Victorian readers might have perceived Dracula's move to England as preparation for war for two reasons. First, we as readers are explicitly told through Harker's and Seward's journals that Dracula is coming to England to create an army of vampires and wage war. From Harker's journal we read the following:

This was the being I was helping to transfer to London, where, perhaps, for centuries to come he might, amongst its  teeming millions, satiate his lust for blood, and create a new and ever-widening circle of semi-demons to batten on the helpless. 

We further learn from Dr.
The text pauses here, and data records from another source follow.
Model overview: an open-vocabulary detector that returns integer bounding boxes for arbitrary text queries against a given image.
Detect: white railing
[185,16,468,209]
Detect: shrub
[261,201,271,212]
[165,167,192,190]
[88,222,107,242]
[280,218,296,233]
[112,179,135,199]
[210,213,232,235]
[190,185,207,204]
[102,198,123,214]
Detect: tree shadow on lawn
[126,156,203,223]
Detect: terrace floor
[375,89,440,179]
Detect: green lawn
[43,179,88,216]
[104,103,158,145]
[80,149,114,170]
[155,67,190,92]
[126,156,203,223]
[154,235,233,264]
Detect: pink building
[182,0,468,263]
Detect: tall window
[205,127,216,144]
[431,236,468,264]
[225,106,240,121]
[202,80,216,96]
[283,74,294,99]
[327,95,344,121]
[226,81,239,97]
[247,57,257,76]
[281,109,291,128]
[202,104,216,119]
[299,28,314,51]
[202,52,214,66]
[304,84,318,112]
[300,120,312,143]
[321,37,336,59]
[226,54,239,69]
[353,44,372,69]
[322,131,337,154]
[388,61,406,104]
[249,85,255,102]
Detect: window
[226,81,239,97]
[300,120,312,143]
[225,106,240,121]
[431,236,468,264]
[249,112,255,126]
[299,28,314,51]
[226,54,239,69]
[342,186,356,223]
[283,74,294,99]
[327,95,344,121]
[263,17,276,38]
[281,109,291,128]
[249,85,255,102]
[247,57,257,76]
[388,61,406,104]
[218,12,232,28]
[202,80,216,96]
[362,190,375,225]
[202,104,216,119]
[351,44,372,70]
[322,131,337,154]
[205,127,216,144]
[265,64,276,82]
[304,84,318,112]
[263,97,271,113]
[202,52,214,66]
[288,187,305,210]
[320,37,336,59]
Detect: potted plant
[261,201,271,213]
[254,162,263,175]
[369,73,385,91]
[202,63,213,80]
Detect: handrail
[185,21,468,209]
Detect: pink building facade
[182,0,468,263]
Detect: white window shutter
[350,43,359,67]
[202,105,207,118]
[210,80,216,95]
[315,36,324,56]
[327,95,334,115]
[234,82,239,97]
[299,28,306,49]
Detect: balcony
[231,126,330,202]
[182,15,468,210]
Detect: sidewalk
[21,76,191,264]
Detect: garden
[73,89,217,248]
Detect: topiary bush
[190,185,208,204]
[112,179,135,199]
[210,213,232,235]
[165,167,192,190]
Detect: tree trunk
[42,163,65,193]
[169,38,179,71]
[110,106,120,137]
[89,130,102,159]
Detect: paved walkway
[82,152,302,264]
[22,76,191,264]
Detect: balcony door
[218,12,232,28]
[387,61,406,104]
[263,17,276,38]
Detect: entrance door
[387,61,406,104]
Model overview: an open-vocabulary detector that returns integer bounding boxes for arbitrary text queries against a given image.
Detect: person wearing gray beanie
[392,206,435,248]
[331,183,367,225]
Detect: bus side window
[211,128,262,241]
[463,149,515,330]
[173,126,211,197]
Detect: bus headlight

Seward's diary: 

So he [Dracula] came to London to invade a new land. He was beaten, and when all hope of success was lost, and his existence in danger, he fled back over the sea to his home; just as formerly he had fled back over the Danube from Turkey Land.

This idea of vampires from an exotic land invading played on people's fear at the time of the seemingly strange, unnatural foreigner invading. Britain was at the height of empire at this period but also increasingly beginning to worry about being headed for decline. Also, like France and the United States, England feared being swamped by non-Nordic immigrants. For example, as Latour argues persuasively in his The Pasteurization of France, France took Lister's ideas of bacteria seriously because the country was worried that white French people would be wiped out by the periodic disease epidemics that hit and the nation then swamped by darker-skinned foreigners. And a quick glance at the racist Tom Buchanan's sentiments in The Great Gatsby shows that fears of the non-Nordic foreigner invading were still prevalent in the 1920s. In Dracula, we see the same anxieties in English culture. Count Dracula is fought by doctors as a disease.

These fears of pollution and invasion morphed into fears of sexual union with the foreigner. As we know from Dracula, the bite of the vampire, with its sexual implications, is what pollutes the blood of pure English women and turns them into something alien and fearful. 

The average Slovaks who live near Dracula's castle are described as exotic. Harker writes:

The strangest figures we saw were the Slovaks, who were more barbarian than the rest, with their big cow-boy hats, great baggy dirty-white trousers, white linen shirts, and enormous heavy leather belts, nearly a foot wide, all studded over with brass nails. They wore high boots, with their trousers tucked into them, and had long black hair and heavy black moustaches. They are very picturesque, but do not look prepossessing. On the stage they would be set down at once as some old Oriental band of brigands. They are, however, I am told, very harmless and rather wanting in natural self-assertion.

Even such "harmless" people, because they are different, can hide a malevolent invader like Dracula. It is easy to see, therefore, how Dracula's move to England would play on Victorian anxieties.